Journal of Pediatric Critical Care

LETTER TO EDITOR
Year
: 2021  |  Volume : 8  |  Issue : 5  |  Page : 259--260

Where is it leaking?


AR Mullai Baalaaji, Joseph Kavitha, Thuruvas Pandurangan Vigneshwaran, CV Saleema 
 Pediatric Intensive Care Unit, Kovai Medical Center and Hospital, Coimbatore, Tamil Nadu, India

Correspondence Address:
Dr. A R Mullai Baalaaji
Pediatric Intensive Care Unit, Kovai Medical Center and Hospital, Coimbatore, Tamil Nadu
India

Abstract




How to cite this article:
Mullai Baalaaji A R, Kavitha J, Vigneshwaran TP, Saleema C V. Where is it leaking?.J Pediatr Crit Care 2021;8:259-260


How to cite this URL:
Mullai Baalaaji A R, Kavitha J, Vigneshwaran TP, Saleema C V. Where is it leaking?. J Pediatr Crit Care [serial online] 2021 [cited 2021 Nov 27 ];8:259-260
Available from: http://www.jpcc.org.in/text.asp?2021/8/5/259/326869


Full Text



An 8-year-old girl was admitted to the Pediatric Intensive Care Unit for severe ketoacidosis due to suspected inborn error of metabolism. She had been intubated with 5.5 size cuffed Portex® endotracheal tube (ET) and was on controlled ventilation initially. With supportive care, she started to improve and was given sedation holiday on day 4 of admission to assess for weaning readiness. She did not need sedative infusion and remained awake and calm. A few hours later, there was a noticeable leak in the ventilator graphic. The ventilator circuit was checked and found intact. The pilot balloon, cuff inflation line remained intact and cuff pressure maintained at 20 cm H2O. Lip level marking of ET tube had not changed, and there was bilateral equal air entry. Careful examination revealed that audible gush was noted around oral cavity. We planned for reintubation, as the exact reason of leak could not be ascertained. Upon extubation, a hole could be identified in the ET that was presumably caused by trauma due to biting of the tube [Figure 1].{Figure 1}

Common reasons for new-onset circuit leak include unrecognized disconnections in the ventilator circuit, partial or complete tracheal extubation, incompetent pilot valve/balloon, line assembly leak, or damage. Damage to the ET is a relatively infrequent problem faced. There are previous reports of loss of integrity of ETs in adult patients and in operation theaters, with routine ET tube as well as reinforced tubes, but reports in children are scarce.[1],[2] Oral airways and bite blocks are used occasionally when children are agitated and risk injuring oral cavity or ETs. However, there are instances of pilot balloon malfunction as well due to bite block.[3] The index child did not need bite block and remained calm and cooperative, so the damage to ET tube came as a surprise. This report reiterates the need to consider the possibility of ET damage in addition to the usual causes when faced with circuit leak alarm and inability to ventilate.

Declaration of patient consent

The authors certify that they have obtained all appropriate patient consent forms. In the form the patient (s) has/have given his/her/their consent for his/her/their images and other clinical information to be reported in the journal. The patients understand that their names and initials will not be published and due efforts will be made to conceal their identity, but anonymity cannot be guaranteed.

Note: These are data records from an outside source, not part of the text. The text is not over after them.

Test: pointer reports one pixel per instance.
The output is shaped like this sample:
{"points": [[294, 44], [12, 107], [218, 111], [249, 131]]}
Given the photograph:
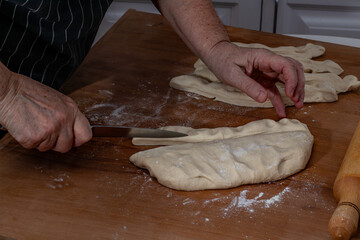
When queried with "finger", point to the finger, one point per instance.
{"points": [[276, 100], [288, 72], [300, 89], [82, 130], [47, 144], [249, 86], [65, 140]]}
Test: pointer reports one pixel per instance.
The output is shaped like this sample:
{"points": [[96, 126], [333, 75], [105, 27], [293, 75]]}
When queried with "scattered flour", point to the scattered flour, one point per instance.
{"points": [[242, 201]]}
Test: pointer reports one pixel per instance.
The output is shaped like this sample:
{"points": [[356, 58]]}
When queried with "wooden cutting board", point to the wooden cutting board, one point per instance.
{"points": [[94, 192]]}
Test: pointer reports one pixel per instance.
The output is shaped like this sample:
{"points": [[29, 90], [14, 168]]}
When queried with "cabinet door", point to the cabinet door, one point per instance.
{"points": [[319, 17], [240, 13], [237, 13]]}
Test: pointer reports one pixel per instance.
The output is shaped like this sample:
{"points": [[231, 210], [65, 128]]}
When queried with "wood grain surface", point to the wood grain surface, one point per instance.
{"points": [[94, 192]]}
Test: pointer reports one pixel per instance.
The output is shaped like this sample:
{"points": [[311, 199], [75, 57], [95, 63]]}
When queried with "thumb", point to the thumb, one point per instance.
{"points": [[82, 130], [249, 86]]}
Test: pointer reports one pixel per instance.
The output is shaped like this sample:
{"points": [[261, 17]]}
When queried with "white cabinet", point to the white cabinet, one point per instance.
{"points": [[319, 17], [251, 14]]}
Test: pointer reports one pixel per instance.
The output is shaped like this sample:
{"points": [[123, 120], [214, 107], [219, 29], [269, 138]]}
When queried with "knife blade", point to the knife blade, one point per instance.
{"points": [[120, 131]]}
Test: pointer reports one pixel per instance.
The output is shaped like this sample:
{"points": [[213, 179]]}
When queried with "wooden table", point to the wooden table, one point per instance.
{"points": [[94, 192]]}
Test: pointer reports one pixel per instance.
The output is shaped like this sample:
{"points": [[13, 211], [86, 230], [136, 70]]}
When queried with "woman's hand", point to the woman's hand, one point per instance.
{"points": [[255, 72], [38, 116]]}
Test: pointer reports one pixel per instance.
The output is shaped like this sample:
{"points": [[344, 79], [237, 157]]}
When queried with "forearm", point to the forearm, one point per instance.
{"points": [[197, 24]]}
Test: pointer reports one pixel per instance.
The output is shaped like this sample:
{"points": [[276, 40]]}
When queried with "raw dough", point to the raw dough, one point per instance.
{"points": [[260, 151], [322, 81]]}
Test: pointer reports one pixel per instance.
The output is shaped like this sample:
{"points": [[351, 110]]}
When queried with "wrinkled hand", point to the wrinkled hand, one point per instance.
{"points": [[255, 72], [38, 116]]}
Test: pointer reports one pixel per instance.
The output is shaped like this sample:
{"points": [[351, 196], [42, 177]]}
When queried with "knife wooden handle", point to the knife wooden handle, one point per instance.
{"points": [[344, 222]]}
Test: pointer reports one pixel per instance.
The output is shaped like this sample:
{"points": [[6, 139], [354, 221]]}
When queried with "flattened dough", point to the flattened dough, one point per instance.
{"points": [[257, 152], [322, 83]]}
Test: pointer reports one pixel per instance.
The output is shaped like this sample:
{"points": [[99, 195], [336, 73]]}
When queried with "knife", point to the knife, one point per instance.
{"points": [[120, 131]]}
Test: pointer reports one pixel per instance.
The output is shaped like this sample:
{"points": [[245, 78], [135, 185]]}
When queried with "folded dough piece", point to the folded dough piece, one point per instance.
{"points": [[322, 83], [319, 87], [257, 152]]}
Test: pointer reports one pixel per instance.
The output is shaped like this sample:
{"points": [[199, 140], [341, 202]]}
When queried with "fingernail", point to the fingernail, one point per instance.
{"points": [[261, 96]]}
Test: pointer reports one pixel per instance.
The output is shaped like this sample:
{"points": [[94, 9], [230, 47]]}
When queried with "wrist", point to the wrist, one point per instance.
{"points": [[9, 86]]}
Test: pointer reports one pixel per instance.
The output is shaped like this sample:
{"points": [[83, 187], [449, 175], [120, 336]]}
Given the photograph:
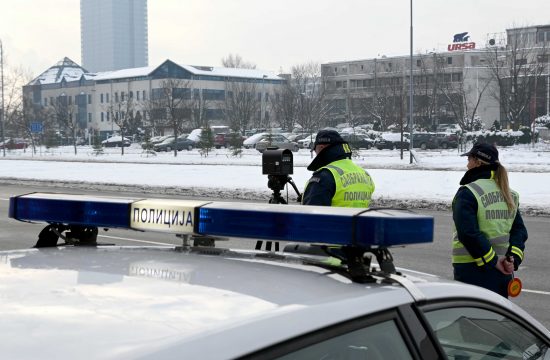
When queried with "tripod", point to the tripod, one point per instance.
{"points": [[277, 183]]}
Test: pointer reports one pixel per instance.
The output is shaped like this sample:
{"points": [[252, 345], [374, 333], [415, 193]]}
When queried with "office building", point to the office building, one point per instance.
{"points": [[113, 34]]}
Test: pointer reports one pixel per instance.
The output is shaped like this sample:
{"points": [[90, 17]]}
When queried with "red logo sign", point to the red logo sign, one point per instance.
{"points": [[461, 46]]}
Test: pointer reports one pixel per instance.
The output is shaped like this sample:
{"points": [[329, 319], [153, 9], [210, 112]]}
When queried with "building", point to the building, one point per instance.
{"points": [[113, 34], [507, 80], [66, 92], [446, 86]]}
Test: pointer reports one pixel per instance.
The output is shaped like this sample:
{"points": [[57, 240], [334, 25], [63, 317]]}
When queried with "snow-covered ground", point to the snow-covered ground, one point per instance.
{"points": [[430, 182]]}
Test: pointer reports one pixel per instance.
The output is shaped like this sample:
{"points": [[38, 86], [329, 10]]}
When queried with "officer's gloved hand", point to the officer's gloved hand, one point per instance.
{"points": [[517, 259]]}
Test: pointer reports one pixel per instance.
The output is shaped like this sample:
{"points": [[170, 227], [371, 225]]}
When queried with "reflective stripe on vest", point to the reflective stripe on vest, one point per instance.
{"points": [[494, 219], [354, 186]]}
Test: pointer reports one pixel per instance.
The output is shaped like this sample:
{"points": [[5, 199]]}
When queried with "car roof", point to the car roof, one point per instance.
{"points": [[156, 301], [187, 301]]}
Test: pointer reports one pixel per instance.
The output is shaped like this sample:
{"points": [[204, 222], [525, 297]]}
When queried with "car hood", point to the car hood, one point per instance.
{"points": [[120, 302]]}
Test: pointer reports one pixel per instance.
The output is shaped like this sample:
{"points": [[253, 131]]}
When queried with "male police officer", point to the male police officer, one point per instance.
{"points": [[336, 180]]}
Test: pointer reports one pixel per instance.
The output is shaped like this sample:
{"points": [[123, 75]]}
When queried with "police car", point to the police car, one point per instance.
{"points": [[331, 292]]}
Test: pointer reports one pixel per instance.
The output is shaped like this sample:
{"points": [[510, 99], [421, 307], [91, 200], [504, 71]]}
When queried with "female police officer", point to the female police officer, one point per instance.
{"points": [[336, 180], [489, 236]]}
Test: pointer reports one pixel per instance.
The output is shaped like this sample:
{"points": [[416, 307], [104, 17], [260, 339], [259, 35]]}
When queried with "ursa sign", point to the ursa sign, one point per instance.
{"points": [[461, 42]]}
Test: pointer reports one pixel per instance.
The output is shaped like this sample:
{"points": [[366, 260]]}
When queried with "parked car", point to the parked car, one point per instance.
{"points": [[116, 141], [181, 143], [447, 140], [307, 141], [276, 140], [14, 143], [358, 141], [425, 140], [391, 141], [250, 142], [225, 140], [154, 140], [197, 301]]}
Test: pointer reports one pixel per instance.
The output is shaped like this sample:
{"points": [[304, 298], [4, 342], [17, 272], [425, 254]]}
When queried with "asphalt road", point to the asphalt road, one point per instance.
{"points": [[431, 258]]}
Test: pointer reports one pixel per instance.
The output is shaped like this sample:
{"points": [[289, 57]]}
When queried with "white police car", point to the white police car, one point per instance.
{"points": [[202, 302]]}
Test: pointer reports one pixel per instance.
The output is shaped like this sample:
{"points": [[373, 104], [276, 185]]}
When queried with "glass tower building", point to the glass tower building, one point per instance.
{"points": [[113, 34]]}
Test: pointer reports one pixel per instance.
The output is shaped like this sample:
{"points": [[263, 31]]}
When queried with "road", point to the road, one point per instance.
{"points": [[431, 258]]}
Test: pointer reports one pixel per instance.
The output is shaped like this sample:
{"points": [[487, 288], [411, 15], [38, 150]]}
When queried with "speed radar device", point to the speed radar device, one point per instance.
{"points": [[277, 164], [277, 161]]}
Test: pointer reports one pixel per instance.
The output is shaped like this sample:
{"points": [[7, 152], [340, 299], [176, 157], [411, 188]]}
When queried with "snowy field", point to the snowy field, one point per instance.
{"points": [[430, 182]]}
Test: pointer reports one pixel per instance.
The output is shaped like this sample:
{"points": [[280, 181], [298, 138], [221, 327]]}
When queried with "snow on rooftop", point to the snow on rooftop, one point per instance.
{"points": [[64, 69], [71, 71], [123, 73]]}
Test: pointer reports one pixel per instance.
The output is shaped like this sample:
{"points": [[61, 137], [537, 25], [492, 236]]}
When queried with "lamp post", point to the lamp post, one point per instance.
{"points": [[2, 117], [411, 120], [262, 102]]}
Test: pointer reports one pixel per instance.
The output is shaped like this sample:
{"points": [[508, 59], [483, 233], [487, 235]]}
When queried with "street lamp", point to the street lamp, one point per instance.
{"points": [[2, 117], [411, 120], [262, 102]]}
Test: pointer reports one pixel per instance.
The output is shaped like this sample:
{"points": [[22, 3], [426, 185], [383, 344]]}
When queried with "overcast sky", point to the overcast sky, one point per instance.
{"points": [[274, 35]]}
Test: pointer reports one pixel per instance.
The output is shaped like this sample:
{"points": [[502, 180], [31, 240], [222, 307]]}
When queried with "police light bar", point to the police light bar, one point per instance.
{"points": [[297, 223]]}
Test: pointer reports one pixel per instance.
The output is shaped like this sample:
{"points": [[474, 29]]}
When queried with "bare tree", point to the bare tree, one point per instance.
{"points": [[285, 104], [313, 109], [174, 101], [516, 69], [64, 113], [199, 106], [16, 104], [236, 61], [123, 115], [242, 105]]}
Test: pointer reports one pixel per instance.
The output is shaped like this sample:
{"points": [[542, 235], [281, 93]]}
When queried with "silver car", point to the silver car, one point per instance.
{"points": [[276, 140], [319, 297]]}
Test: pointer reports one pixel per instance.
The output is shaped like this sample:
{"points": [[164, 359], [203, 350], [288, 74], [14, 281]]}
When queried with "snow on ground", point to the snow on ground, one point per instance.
{"points": [[430, 182]]}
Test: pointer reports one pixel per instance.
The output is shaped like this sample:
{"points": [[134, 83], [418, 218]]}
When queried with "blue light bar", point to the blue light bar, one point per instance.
{"points": [[315, 224], [72, 209], [297, 223]]}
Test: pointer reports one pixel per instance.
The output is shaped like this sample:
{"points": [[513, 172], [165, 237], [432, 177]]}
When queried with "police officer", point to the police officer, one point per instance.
{"points": [[489, 235], [336, 180]]}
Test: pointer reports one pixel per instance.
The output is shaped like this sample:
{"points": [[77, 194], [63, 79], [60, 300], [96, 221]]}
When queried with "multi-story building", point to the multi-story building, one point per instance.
{"points": [[91, 100], [446, 86], [113, 34], [507, 80]]}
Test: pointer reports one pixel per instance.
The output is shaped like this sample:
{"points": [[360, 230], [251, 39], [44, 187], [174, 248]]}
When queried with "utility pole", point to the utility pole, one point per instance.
{"points": [[411, 120], [3, 108]]}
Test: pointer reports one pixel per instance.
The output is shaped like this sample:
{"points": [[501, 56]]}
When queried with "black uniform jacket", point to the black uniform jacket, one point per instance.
{"points": [[465, 219], [321, 186]]}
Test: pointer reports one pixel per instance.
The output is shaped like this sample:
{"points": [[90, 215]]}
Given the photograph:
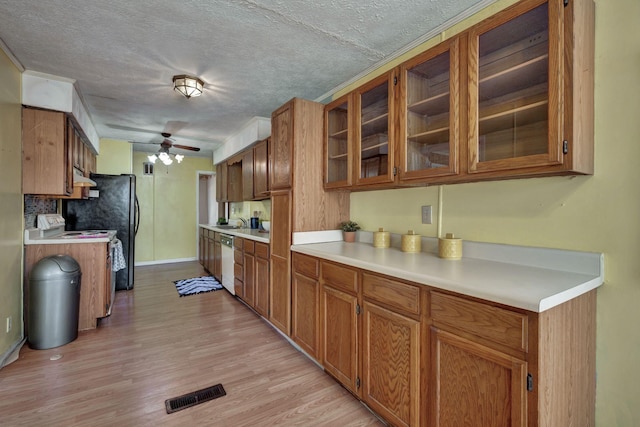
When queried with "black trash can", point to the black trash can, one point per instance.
{"points": [[54, 302]]}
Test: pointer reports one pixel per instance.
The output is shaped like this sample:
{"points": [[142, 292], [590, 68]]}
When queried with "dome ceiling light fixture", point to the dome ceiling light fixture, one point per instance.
{"points": [[188, 85]]}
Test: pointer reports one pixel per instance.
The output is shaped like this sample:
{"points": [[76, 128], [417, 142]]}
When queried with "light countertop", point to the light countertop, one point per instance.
{"points": [[247, 233], [32, 237], [534, 279]]}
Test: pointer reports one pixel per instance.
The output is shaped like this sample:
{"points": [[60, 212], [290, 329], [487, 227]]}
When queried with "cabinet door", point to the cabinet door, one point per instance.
{"points": [[217, 260], [391, 365], [261, 300], [374, 155], [515, 89], [305, 296], [261, 170], [280, 271], [247, 175], [429, 107], [474, 385], [338, 144], [249, 278], [281, 148], [221, 182], [340, 336]]}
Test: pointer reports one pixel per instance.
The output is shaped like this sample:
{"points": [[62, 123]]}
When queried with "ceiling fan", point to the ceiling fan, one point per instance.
{"points": [[163, 153]]}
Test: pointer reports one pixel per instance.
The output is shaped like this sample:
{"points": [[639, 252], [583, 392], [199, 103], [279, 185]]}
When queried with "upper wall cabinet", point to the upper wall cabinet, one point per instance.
{"points": [[429, 113], [47, 153], [510, 97], [374, 127], [338, 136]]}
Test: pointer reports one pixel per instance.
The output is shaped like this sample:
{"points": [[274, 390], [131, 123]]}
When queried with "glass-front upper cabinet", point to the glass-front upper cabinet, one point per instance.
{"points": [[374, 158], [429, 113], [515, 105], [338, 143]]}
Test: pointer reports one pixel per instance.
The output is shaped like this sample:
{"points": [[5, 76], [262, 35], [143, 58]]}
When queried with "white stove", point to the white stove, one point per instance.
{"points": [[51, 227]]}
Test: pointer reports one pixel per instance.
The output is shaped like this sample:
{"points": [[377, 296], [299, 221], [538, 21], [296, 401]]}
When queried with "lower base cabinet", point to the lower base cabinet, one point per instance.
{"points": [[251, 273], [419, 356]]}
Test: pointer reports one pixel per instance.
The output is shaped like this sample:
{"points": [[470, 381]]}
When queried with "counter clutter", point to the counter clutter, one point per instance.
{"points": [[534, 279]]}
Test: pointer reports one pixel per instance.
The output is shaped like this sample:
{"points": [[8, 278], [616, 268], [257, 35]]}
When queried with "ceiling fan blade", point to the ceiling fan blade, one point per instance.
{"points": [[186, 147]]}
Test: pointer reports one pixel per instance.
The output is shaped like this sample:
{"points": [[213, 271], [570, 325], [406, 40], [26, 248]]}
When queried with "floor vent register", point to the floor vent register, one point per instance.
{"points": [[191, 399]]}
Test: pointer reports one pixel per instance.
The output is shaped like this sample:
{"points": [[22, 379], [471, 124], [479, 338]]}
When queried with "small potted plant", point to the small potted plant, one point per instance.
{"points": [[349, 229]]}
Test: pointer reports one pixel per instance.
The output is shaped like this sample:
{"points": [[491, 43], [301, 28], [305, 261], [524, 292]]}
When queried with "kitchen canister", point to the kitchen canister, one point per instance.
{"points": [[450, 247], [411, 242], [381, 238]]}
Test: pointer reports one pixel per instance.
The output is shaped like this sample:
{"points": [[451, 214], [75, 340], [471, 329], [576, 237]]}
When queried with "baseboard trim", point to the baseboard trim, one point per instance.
{"points": [[12, 354]]}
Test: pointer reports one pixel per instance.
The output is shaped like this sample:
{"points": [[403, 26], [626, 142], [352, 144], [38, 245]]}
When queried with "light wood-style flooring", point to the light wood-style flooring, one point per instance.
{"points": [[156, 346]]}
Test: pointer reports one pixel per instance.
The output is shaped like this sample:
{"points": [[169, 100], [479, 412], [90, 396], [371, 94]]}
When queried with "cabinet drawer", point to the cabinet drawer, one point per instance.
{"points": [[238, 272], [262, 250], [391, 292], [238, 243], [340, 277], [306, 265], [237, 257], [491, 323]]}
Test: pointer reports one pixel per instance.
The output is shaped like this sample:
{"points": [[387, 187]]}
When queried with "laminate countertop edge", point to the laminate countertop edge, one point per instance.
{"points": [[535, 287]]}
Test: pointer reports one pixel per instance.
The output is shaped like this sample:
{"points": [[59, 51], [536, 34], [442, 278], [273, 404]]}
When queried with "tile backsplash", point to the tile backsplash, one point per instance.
{"points": [[37, 205]]}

Financial support and sponsorship

Nil.

Conflicts of interest

There are no conflicts of interest.

References

1Jain R, Sethi N, Sood J. Loss of integrity of a reinforced endotracheal tube by patient bite. Indian J Anaesth 2013;57:424.
2Chalkeidis O, Kalakonas A, Chaidutis C, Chotoumanidis C. Endotracheal tube cutting during neurosurgical operation. Eur J Anaesthesiol 2009;26:533-4.
3Adams JR, Hoffman J, Lavelle J, Mireles-Cabodevila E. Pilot balloon malfunction caused by endotracheal tube bite blocker. Respir Care 2014;59:e22-4.